A recent survey by the University of Southern California also found that unvaccinated Americans are more likely than their vaccinated peers to go to a bar or a friend’s house and less likely to avoid large gatherings.

“Lack of mask measures, lack of worry about it, lack of vaccination are all kind of the syndrome,” Kevin Malotte, an emeritus professor of epidemiology at California State University, Long Beach, recently told the New York Times. “And I think that’s what we’re seeing correlate with the high rates.”

Marc Ocampo, right, and Camila Lapeyre
Camila Lapeyre, 12, gets a COVID vaccination shot at a Long Beach, Calif., clinic. (Francine Orr/Los Angeles Times via Getty Images)

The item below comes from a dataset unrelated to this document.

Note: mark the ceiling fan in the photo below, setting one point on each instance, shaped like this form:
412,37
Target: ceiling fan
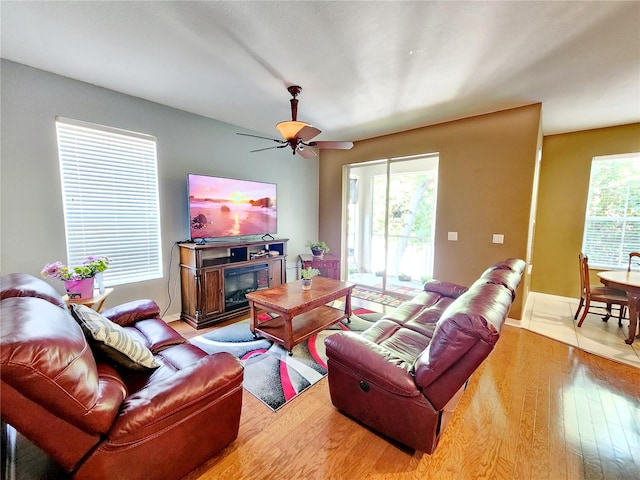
297,135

And yet this divide wasn’t preordained. Fate did not decree that Floridians would be more inclined than Californians to view wearing masks indoors for a few more weeks — or gathering outdoors more often, or waiting a little longer to drink at the bar — as violations of their personal liberty. Leaders have some power to encourage or discourage such attitudes, and some responsibility for the behaviors they help to normalize (or not).

The good news is that cases finally appear to be peaking in Florida; the state’s seven-day average has fallen by nearly 30 percent over the last week (though testing is down too).

But new cases may be leveling off in California as well, and at a much lower level. Both Los Angeles and San Francisco have registered promising declines over the last 14 days.

In the meantime, 228 people are dying of COVID in Florida each day — more than three times the number dying each day in California, a state that’s almost twice as populous.

And this time, nearly every one of their deaths was preventable.